CryptoSys Home > xmlsq > xmlsq - XML Simple Query

xmlsq - XML Simple Query

xmlsq is a simple lightweight utility to query XML documents using XPath 1.0. New release 18 July 2021.

Did you ever want a simple utility that just went and got you the text value out of an XML file? And do this without having to use the overhead of a huge XML library? Our xmlsq utility will do that for you. xmlsq is provided both as a stand-alone Windows command-line CLI executable and a separate API you can call from various programming languages including C#, VB.NET, C, C++, VBA and VB6. And it's free.

Introduction

xmlsq uses XPath 1.0 and operates on either an XML file or a string that represents a valid XML document.

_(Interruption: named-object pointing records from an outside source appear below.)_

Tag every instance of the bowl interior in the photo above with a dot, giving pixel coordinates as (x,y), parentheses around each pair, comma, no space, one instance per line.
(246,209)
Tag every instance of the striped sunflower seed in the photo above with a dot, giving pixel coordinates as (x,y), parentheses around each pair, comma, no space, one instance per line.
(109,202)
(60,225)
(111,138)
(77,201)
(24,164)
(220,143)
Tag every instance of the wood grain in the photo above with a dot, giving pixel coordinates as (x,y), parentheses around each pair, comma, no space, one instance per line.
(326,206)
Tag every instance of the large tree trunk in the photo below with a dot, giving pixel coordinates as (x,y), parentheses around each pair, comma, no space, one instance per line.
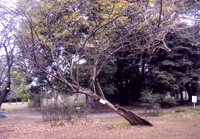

The default mode of xmlsq ("get-text") is simply to return the text value for the first occurrence of the node that matches the XPath query. That is the text content from an element or the attribute value from an attribute. There is also a "full-query" mode which returns the result of a full XPath query as a string, and "count" mode which returns the number of nodes that match the query.

In "get-text" and "count" mode the XPath query must point to a node in the XML document. Queries that return an integer or boolean type will fail. Queries in "full-query" mode will return the result in a string. For example, the integer value 1.5 will be returned as the string "1.500000".

We assume you are familiar with XPath 1.0. XPath gets its name from its use of a path notation as in URLs for navigating through the hierarchical structure of an XML document. For more information on XPath 1.0 see the References below.

For the command-line syntax, type xmlsq --help

Usage: xmlsq {[-g]|-f|-c} [OPTION]... QUERY [INFILE]
Perform XPath 1.0 queries on an XML document.
  -g, --get-text      get text for first matching node [default]
  -f, --full-query    execute full XPath 1.0 query
  -c, --count         return the integer value of `count(query)`
OPTIONS:
  -@, --stdin         read input from stdin [default=INFILE]
  -i, --input=INFILE  optional way to specify INFILE
  -a, --asciify       output non-ASCII chars as XML character references
  -r, --raw           output nodeset in raw format [default=prettify]
  -t, --trim          trim leading/trailing whitespace
                       (and collapse whitespace for an attribute value)
  -d, --delim=DELIM   enclose output in delimiter(s), eg ' or []
  -v, --version       print program version and exit
  -h, --help          print this help and exit
  -E, --examples      print examples and exit
INFILE must be specified unless `--stdin` option is used.
Exit status is 0 on success or 1 if error.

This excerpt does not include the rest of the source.